Dáil debates

Wednesday, 8 April 2009

Financial Resolution No. 11: General (Resumed).

 

11:00 am

Photo of Enda KennyEnda Kenny (Mayo, Fine Gael)

When the regulator attended a meeting of the Oireachtas Joint Committee on Economic Regulatory Affairs last October, he said: "Speculative lending to construction and property development in Ireland amounts to €39.1 billion, of which €24 billion is supported by additional collateral or alternative sources of cashflow and realisable security." The evidence of the regulator to an Oireachtas committee was that there was €40 billion in loans. That has become €90 billion. The Tánaiste was unable to answer Deputy English yesterday when he asked how this actually appeared. The National Asset Management Agency, NAMA, is the wrong way to deal with this.

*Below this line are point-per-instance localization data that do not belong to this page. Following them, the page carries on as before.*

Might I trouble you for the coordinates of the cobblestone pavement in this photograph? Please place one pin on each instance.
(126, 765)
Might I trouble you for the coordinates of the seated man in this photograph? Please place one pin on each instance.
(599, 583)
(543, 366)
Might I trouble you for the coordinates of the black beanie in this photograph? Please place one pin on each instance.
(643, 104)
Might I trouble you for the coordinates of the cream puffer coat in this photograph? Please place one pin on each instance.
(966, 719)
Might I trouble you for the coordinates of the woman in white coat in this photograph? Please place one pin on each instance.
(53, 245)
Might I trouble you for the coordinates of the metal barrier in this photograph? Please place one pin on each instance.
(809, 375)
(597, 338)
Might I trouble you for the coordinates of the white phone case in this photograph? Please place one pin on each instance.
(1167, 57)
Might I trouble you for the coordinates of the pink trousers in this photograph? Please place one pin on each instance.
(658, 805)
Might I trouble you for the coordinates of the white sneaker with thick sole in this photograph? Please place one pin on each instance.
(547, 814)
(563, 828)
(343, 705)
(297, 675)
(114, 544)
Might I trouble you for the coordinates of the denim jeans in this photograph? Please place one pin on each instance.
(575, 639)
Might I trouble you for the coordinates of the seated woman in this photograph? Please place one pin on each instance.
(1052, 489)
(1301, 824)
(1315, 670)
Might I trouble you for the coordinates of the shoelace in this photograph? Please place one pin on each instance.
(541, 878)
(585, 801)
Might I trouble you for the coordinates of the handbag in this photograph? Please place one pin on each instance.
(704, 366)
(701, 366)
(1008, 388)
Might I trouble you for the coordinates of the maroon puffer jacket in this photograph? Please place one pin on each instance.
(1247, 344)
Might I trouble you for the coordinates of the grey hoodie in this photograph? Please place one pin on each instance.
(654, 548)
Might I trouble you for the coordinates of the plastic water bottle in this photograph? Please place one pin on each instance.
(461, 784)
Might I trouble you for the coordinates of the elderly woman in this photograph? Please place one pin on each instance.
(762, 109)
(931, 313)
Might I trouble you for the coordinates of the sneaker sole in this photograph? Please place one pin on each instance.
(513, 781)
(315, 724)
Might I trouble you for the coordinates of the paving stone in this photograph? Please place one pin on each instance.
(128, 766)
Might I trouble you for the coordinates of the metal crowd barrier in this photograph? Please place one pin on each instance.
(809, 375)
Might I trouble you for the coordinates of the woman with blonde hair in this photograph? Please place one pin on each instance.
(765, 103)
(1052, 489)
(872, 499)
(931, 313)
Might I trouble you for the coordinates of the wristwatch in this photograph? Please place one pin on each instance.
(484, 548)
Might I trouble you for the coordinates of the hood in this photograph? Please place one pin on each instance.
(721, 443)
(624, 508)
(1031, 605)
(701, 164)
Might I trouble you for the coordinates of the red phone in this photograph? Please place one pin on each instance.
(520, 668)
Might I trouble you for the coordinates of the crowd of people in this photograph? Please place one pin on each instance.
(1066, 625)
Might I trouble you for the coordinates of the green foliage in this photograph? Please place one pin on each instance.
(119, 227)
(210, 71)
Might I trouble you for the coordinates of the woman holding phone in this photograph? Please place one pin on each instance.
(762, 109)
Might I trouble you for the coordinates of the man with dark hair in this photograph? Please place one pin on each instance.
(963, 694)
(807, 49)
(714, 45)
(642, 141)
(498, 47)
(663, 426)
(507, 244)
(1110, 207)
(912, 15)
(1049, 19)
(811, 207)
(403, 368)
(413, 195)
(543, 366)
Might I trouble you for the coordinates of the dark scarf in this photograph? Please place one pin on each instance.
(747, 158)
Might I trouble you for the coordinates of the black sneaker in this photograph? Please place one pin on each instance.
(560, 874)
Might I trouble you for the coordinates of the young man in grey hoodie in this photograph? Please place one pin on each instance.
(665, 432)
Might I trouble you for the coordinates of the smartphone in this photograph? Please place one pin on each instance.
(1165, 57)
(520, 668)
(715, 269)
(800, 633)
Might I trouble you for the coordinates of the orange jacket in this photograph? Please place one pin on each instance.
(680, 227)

The Fine Gael view was that the Government should evolve from the existing banks, the clean banks, with performing assets that were not toxic, in which the State could take ordinary shares if necessary and international markets could invest because the banks were clean, had integrity and were credit trustworthy. Over time those banks could manage the toxic assets, the doubtful developer debts in that bank and pay for that. It would not have cost the taxpayer what this proposal will cost. The Minister for Finance said there is a systemic risk in the banking sector. That is now being transferred to the Irish taxpayer. That is not the way to go. The Government has screwed middle income families and rewarded banks.

This budget is a brutal attack on middle income families and on the effort and vigour that they have put in to building our country, our economy, and raising their families. This depletes their confidence. It has been engineered by a Government that has chosen the soft targets and is either unwilling or unable to change the broken ways of the past. These are the reasons this party will oppose this budget when it comes to a vote.